Similarly, models can be fine tuned for specific regions, increasing the accuracy in those regions but also improving spatial or temporal granularity - and businesses have options. ECMWF are now offering tools to aid users in running their own models with tools such as anemoi. Products like Jua AI and Salient are emerging to offer AI-driven weather forecasting as a service, capitalising on these advantages.
At a macro level, the economic loss caused by extreme weather events over the last 40 years totalled over $4 trillion. But the day to day operation and planning of businesses across the energy system is impacted by varying weather conditions. Balancing the power network requires knowledge of weather conditions to understand supply from renewable energy sources, or demand due to hot or cold weather. More advanced forecasting can bring efficiencies across multiple use cases.
For example, commodities traders attempting to predict crop yields or power demand will have no edge on the market using traditional NWP forecast data alone.
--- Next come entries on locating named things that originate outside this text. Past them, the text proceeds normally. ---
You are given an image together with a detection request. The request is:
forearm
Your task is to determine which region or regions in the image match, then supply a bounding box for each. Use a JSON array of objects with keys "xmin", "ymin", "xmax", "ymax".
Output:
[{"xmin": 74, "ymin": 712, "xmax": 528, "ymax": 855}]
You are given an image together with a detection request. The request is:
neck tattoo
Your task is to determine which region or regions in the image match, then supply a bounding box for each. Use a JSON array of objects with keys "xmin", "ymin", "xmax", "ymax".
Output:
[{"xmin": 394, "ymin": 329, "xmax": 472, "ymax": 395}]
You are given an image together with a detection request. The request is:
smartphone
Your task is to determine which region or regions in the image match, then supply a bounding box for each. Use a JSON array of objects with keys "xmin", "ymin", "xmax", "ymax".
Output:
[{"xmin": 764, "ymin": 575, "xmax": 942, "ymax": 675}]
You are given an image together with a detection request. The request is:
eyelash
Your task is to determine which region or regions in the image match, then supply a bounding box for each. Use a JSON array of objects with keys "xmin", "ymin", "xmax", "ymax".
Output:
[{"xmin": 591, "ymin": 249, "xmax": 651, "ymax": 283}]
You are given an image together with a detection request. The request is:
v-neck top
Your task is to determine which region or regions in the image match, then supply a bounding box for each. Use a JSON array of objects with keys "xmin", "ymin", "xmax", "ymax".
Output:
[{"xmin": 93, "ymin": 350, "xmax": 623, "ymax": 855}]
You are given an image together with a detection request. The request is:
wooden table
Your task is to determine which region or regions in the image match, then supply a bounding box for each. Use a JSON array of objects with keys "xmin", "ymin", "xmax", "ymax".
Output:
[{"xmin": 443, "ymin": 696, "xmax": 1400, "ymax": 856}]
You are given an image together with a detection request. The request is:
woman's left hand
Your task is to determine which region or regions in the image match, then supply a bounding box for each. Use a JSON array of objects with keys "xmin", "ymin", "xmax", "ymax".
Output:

AI can provide more accurate results, with custom models trained on specific areas or weather event paths giving users an extra advantage.
Knowing when a drought or storm might hit before others can secure lower prices and help inform decisions at every level. The figure below shows a comparison between DeepMind’s GraphCast model and ECMWFs NWP HRES model. On the left, the median cyclone track error is shown up to five days lead time. The GraphCast model has similar accuracy at one day lead time, however five days ahead it is ~10% more accurate than the NWP model.
Predicting energy demand and balancing this against supply is a key facet for energy generators, distributors, transmitters and retailers. Forecasting every six hours may not be sufficient to effectively balance the network - not to mention there are other models that come into play such as power flow analysis, which my colleague Byron Allen writes about here.
With modelling the input and output of energy with the addition of microgeneration and half hourly energy usage data, these more regular and more accurate weather forecasts can help network operators handle the fluctuations in supply and demand with less disruption to customers. In the long term, AI weather models that are fine tuned to different geographies could further improve usage predictions and improve with time.
Despite these widespread uses and benefits, ML-based weather forecasting is unlikely to replace NWP anytime soon. New models are using a combination of both ML and NWP, and certain parts of the NWP chain can be replaced by ML models in place giving the best of both worlds.
The field is moving quickly, and so there remain challenges around explainability and possessing the right skill set. In order to stay ahead of the curve, the energy and utilities industry needs to increase capability within the quantitative meteorology space - this includes capability in machine learning and AI. If companies are able to run, fine tune, or even build their own models, they will be able to benefit from increased efficiencies and gain an edge on competitors.